Surgery Partners filed for an IPO to raise $431.3 million on Aug. 17, 2015.
(For more information, please click here: Surgery Partners)
SiteOne Landscape Supply (SITE – proposed), based in Roswell, Georgia, believes it is the largest and only national wholesale distributor of landscape supplies in the United States. It also has a growing presence in Canada. The company’s customers are primarily residential and commercial landscape professionals who specialize in the design, installation and maintenance of lawns, gardens, golf courses and other outdoor spaces. SiteOne has about 471 branch locations in 44 states and five provinces. It offers a selection of more than 90,000 SKUs (stock-keeping units) including irrigation supplies, fertilizer and weed-control products, landscape accessories, nursery goods, hardscapes (such as pavers, natural stones and blocks), outdoor lighting and ice melt products. In addition, it provides complementary value-added consultative services to support its products.
Founded in 2001, SiteOne Landscape Supply reported net income attributable to Successor Company common stock/Predecessor Company equity interests of $1.9 million on net sales of $707.3 million for the six months ended June 30, 2015, versus net income attributable to Successor Company common stock/Predecessor Company equity interests of $1.6 million on net sales of $600.9 million for the same period a year ago.
SiteOne Landscape Supply filed for an IPO to raise $100 million on Aug. 18, 2015.
(For more information, please click here: SiteOne Landscape Supply)
Petco Holdings, based in San Diego, is a leading specialty retailer of pet food, supplies, services and companion animals in the United States.

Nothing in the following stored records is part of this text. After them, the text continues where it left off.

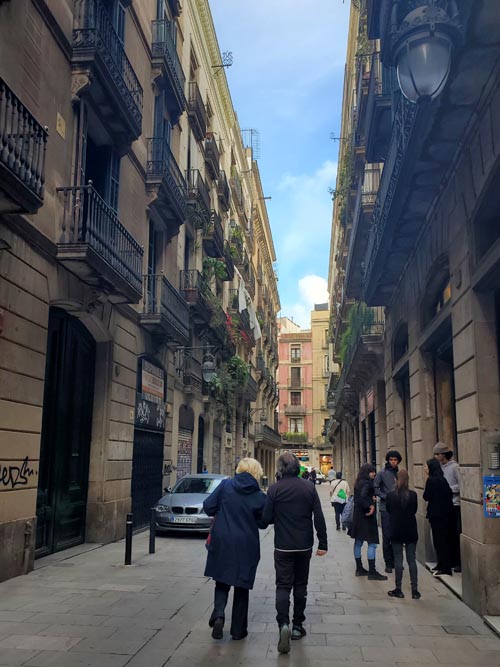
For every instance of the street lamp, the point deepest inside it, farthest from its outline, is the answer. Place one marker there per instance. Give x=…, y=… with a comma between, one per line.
x=422, y=43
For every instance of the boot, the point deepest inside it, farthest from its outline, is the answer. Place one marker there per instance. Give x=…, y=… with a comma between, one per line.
x=360, y=570
x=373, y=575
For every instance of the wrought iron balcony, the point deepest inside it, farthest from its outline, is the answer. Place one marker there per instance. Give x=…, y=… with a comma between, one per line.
x=268, y=436
x=213, y=236
x=212, y=156
x=22, y=156
x=169, y=74
x=197, y=111
x=198, y=199
x=95, y=245
x=195, y=291
x=112, y=84
x=165, y=313
x=223, y=192
x=164, y=175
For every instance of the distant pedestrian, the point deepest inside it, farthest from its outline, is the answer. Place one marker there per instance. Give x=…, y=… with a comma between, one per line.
x=234, y=544
x=339, y=493
x=385, y=482
x=451, y=471
x=331, y=475
x=364, y=523
x=401, y=506
x=292, y=506
x=439, y=499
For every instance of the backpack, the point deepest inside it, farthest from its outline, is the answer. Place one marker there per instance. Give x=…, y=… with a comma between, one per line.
x=348, y=512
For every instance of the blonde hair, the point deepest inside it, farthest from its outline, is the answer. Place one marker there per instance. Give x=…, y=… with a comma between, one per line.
x=252, y=466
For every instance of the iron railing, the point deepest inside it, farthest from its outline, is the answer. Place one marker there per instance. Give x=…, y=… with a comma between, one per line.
x=161, y=298
x=93, y=29
x=163, y=45
x=88, y=219
x=22, y=142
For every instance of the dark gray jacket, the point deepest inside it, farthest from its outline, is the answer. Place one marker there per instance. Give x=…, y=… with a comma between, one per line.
x=384, y=483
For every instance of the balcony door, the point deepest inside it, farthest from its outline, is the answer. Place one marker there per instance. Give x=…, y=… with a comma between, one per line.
x=66, y=434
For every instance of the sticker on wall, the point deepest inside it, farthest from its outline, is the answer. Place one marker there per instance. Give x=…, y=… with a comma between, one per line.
x=491, y=495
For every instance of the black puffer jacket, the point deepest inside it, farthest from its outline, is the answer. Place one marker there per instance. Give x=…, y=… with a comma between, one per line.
x=364, y=527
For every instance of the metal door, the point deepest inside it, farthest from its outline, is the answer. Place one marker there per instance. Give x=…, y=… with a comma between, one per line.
x=147, y=474
x=66, y=434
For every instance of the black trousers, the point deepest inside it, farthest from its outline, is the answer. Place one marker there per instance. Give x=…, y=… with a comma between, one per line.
x=443, y=535
x=292, y=573
x=339, y=508
x=385, y=520
x=239, y=614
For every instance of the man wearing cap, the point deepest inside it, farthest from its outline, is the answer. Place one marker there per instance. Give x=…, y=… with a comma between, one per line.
x=451, y=471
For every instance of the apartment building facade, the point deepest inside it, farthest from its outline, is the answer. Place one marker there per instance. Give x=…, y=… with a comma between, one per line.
x=414, y=266
x=128, y=204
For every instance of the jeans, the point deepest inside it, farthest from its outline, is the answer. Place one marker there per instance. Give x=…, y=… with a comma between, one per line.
x=239, y=614
x=339, y=508
x=411, y=550
x=372, y=549
x=385, y=520
x=292, y=572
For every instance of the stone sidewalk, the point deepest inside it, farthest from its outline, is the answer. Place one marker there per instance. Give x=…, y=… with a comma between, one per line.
x=91, y=611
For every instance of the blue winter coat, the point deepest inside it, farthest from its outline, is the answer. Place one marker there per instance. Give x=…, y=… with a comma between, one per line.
x=234, y=549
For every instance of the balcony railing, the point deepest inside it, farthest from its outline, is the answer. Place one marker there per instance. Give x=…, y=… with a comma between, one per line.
x=212, y=156
x=162, y=167
x=197, y=111
x=165, y=312
x=164, y=50
x=223, y=192
x=96, y=40
x=95, y=244
x=22, y=155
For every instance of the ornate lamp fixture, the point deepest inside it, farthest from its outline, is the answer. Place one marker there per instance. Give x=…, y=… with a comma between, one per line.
x=422, y=43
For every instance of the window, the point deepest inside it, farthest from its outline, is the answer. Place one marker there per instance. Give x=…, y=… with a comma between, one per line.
x=295, y=376
x=296, y=425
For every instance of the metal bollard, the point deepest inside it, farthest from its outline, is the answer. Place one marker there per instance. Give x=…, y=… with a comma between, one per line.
x=152, y=531
x=128, y=540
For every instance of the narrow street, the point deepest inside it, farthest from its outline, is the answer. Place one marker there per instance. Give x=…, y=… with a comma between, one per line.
x=91, y=611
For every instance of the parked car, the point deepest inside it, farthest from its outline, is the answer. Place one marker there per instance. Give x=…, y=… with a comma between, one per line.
x=181, y=508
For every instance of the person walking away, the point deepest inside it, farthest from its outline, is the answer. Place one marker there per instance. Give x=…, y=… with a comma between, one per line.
x=339, y=493
x=385, y=482
x=364, y=522
x=451, y=471
x=439, y=499
x=293, y=506
x=331, y=475
x=401, y=505
x=234, y=544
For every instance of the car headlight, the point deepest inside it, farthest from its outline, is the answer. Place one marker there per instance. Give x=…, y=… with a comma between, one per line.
x=162, y=508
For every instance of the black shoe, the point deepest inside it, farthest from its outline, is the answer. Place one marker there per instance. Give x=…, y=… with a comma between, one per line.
x=284, y=640
x=217, y=627
x=298, y=632
x=373, y=575
x=396, y=593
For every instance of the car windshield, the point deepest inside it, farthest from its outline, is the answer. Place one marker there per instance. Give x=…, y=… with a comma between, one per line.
x=196, y=485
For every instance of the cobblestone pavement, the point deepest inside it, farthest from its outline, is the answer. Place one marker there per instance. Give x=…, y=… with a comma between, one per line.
x=91, y=611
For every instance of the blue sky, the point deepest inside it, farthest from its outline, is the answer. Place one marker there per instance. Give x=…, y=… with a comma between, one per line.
x=286, y=82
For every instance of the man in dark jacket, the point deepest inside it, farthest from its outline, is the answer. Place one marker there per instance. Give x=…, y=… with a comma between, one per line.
x=292, y=505
x=385, y=482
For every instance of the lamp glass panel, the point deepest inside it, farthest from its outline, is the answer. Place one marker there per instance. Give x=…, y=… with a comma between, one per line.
x=423, y=66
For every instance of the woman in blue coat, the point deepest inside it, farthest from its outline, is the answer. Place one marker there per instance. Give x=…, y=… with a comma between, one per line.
x=234, y=544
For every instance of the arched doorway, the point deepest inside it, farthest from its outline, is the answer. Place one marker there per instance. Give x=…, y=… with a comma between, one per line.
x=66, y=434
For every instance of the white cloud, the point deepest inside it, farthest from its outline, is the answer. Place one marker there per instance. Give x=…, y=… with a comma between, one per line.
x=311, y=289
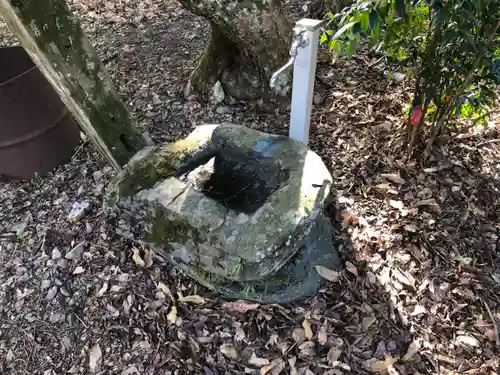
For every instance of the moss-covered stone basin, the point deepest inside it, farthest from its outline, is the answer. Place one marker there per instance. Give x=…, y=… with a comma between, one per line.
x=232, y=207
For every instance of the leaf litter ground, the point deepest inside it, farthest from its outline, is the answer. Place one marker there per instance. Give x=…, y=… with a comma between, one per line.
x=420, y=288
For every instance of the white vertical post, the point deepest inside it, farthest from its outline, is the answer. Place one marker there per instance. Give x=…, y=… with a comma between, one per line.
x=304, y=73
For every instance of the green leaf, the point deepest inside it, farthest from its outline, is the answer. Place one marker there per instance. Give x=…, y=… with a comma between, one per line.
x=323, y=39
x=400, y=8
x=348, y=50
x=356, y=29
x=365, y=21
x=373, y=18
x=470, y=40
x=439, y=14
x=338, y=47
x=343, y=29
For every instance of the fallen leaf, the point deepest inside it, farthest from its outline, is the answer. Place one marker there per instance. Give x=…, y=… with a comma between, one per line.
x=229, y=351
x=193, y=299
x=257, y=361
x=393, y=177
x=94, y=358
x=275, y=366
x=299, y=335
x=148, y=258
x=419, y=309
x=491, y=335
x=307, y=350
x=165, y=289
x=404, y=277
x=333, y=355
x=328, y=274
x=291, y=363
x=78, y=270
x=428, y=202
x=322, y=334
x=241, y=306
x=240, y=334
x=103, y=289
x=396, y=204
x=351, y=268
x=371, y=277
x=137, y=258
x=412, y=349
x=387, y=187
x=468, y=341
x=374, y=365
x=172, y=315
x=130, y=371
x=307, y=329
x=368, y=322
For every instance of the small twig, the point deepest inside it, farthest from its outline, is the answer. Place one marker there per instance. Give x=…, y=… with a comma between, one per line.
x=77, y=151
x=495, y=326
x=375, y=63
x=497, y=140
x=81, y=321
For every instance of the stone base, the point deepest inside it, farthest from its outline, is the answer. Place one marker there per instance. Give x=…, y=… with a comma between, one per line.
x=297, y=279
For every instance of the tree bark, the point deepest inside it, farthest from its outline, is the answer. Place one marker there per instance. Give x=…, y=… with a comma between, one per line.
x=52, y=36
x=250, y=41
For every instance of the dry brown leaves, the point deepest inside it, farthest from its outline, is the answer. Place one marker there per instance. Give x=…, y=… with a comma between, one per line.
x=418, y=294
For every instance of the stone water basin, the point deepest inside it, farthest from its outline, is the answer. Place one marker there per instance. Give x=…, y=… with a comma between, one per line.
x=238, y=210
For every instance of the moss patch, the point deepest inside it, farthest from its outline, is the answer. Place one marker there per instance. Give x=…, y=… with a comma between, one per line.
x=59, y=35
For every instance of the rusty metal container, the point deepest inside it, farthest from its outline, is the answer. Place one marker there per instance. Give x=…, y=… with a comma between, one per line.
x=37, y=132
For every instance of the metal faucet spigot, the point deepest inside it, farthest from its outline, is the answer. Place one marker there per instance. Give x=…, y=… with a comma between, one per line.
x=299, y=42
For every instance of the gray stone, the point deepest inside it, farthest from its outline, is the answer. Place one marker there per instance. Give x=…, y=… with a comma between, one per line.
x=217, y=95
x=233, y=206
x=76, y=252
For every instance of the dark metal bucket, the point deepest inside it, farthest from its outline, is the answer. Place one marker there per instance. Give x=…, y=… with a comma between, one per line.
x=37, y=133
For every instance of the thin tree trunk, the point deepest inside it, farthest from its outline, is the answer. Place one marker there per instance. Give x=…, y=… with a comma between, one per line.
x=250, y=41
x=52, y=36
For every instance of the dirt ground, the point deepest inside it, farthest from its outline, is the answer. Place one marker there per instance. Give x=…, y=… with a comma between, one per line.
x=420, y=289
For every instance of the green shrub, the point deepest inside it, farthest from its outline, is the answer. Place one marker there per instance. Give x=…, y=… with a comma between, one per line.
x=451, y=47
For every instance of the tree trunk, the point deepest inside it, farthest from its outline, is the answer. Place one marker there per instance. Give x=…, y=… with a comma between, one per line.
x=52, y=36
x=250, y=41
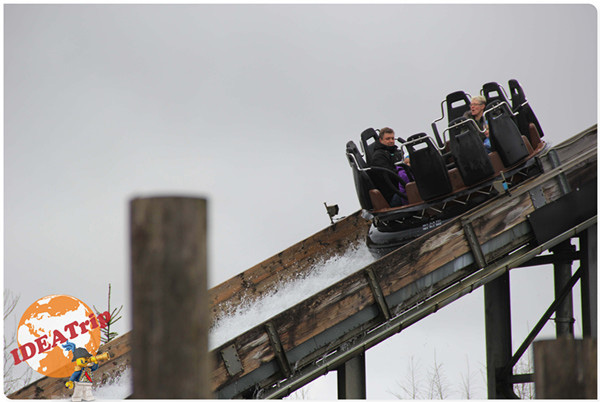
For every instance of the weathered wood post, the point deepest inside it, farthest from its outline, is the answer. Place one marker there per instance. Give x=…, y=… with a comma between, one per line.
x=352, y=378
x=170, y=308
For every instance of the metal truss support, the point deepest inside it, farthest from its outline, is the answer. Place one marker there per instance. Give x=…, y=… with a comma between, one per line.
x=352, y=380
x=498, y=336
x=562, y=274
x=589, y=282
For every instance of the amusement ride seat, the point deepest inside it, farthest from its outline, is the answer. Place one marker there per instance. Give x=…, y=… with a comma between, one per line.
x=362, y=181
x=493, y=91
x=505, y=136
x=469, y=153
x=368, y=147
x=457, y=104
x=428, y=167
x=521, y=108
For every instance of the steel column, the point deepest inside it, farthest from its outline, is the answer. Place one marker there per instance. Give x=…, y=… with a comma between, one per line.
x=589, y=282
x=498, y=336
x=352, y=381
x=562, y=274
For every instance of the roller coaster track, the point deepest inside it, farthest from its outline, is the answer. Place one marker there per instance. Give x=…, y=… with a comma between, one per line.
x=328, y=328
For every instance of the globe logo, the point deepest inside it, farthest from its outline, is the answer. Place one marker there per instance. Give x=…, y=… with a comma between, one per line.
x=50, y=322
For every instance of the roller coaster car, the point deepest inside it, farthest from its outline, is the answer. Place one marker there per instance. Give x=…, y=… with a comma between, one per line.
x=450, y=176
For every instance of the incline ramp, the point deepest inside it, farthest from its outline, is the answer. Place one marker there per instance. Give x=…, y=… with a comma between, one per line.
x=318, y=334
x=325, y=330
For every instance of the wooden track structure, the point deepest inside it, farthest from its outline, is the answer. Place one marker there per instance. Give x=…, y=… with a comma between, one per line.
x=332, y=326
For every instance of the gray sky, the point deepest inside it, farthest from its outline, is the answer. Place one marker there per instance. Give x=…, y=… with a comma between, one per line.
x=250, y=106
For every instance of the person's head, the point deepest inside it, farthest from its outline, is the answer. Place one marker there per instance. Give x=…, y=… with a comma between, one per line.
x=386, y=136
x=477, y=105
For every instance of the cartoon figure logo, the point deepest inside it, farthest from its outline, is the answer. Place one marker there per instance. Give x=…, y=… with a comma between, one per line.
x=51, y=322
x=81, y=378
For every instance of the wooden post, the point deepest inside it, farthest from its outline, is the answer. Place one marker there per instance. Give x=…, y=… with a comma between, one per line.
x=562, y=274
x=169, y=287
x=565, y=368
x=352, y=381
x=498, y=336
x=589, y=282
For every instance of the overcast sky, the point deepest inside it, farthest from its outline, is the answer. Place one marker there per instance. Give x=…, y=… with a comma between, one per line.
x=251, y=107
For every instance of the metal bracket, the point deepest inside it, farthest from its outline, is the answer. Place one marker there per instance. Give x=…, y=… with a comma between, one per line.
x=378, y=293
x=284, y=364
x=232, y=360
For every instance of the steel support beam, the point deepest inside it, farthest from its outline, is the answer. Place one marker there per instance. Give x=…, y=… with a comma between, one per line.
x=498, y=336
x=352, y=380
x=562, y=274
x=589, y=282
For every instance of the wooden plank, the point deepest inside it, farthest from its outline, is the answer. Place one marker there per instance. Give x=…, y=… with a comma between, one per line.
x=288, y=264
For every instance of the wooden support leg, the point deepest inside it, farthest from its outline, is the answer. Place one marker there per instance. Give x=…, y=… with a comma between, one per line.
x=562, y=274
x=352, y=382
x=589, y=282
x=498, y=336
x=170, y=313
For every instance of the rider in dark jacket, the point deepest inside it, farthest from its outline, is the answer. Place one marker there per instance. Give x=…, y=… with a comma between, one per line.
x=385, y=155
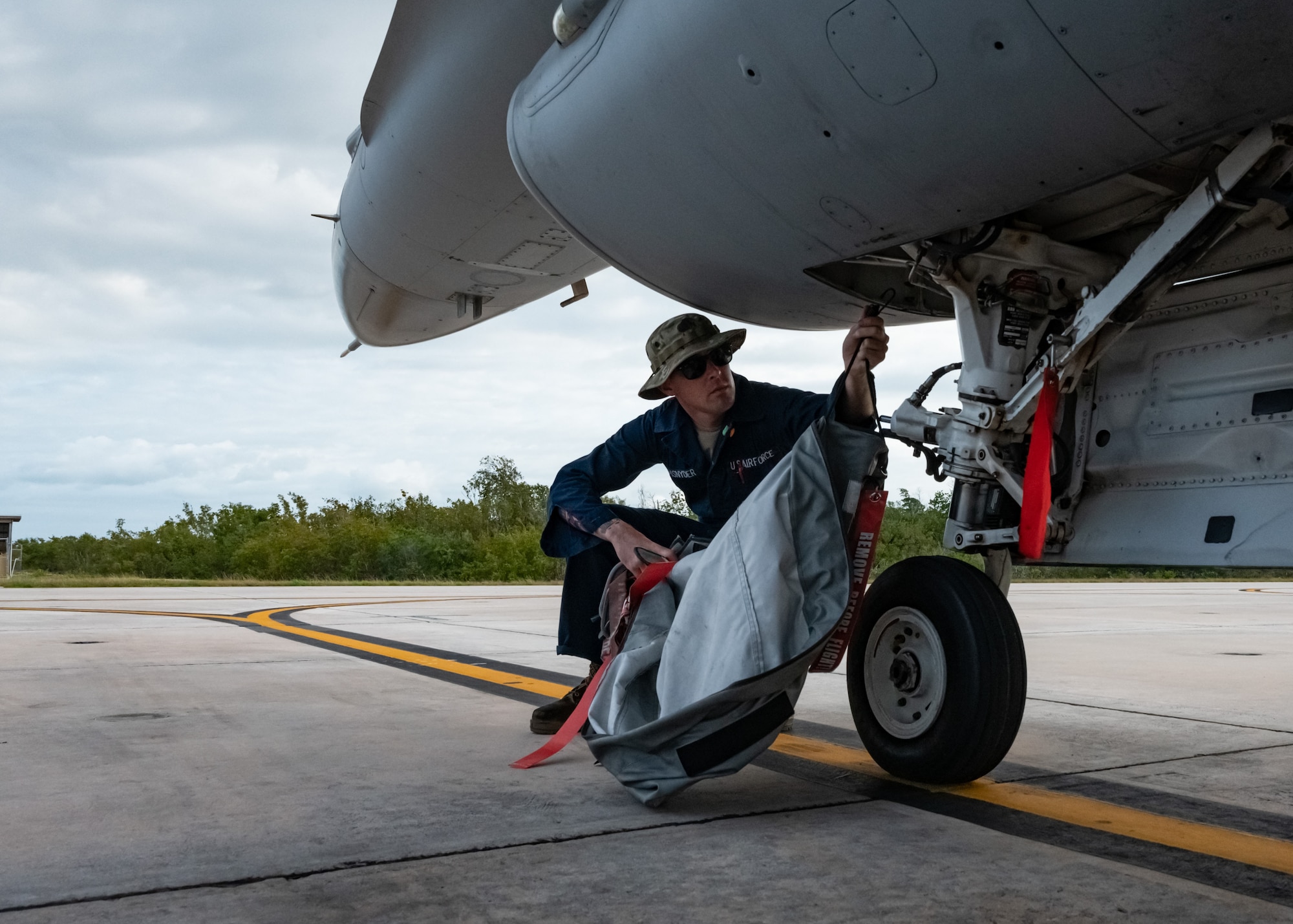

The company offers its products in more than 1,400 store locations across the country and through its websites.
Founded in 1965, Petco reported net income of $47 million on net sales of $2.17 billion for the 26 weeks ended Aug. 1, 2015, versus net income of $32.8 billion on net sales of $1.94 billion for the same period a year ago.
Petco Holdings filed for an IPO to raise $100 million on Aug. 17, 2015.
(For more information, please click here: Petco Holdings)
Passing point of interest: This is Petco’s third trip to market.
The first time it went public was in 1994 (no details available). Petco was taken private in 2000 for a reported $600 million.
The second time that Petco went public was in 2002, when it offered 14.5 million shares at $19 each. Petco was taken private in 2006 for a reported $1.7 billion.
The third time was last week.
This week’s IPO calendar is on the beach with the investment bankers until after Labor Day. But stay tuned. Something always happens, even when the Street has blocked out vacation time.
Disclosure: Neither the author nor anyone else on the IPOScoop.com staff has a position in any stocks mentioned, nor do we trade or invest in IPOs. The author and IPOScoop.com staff do not issue advice, recommendations or opinions.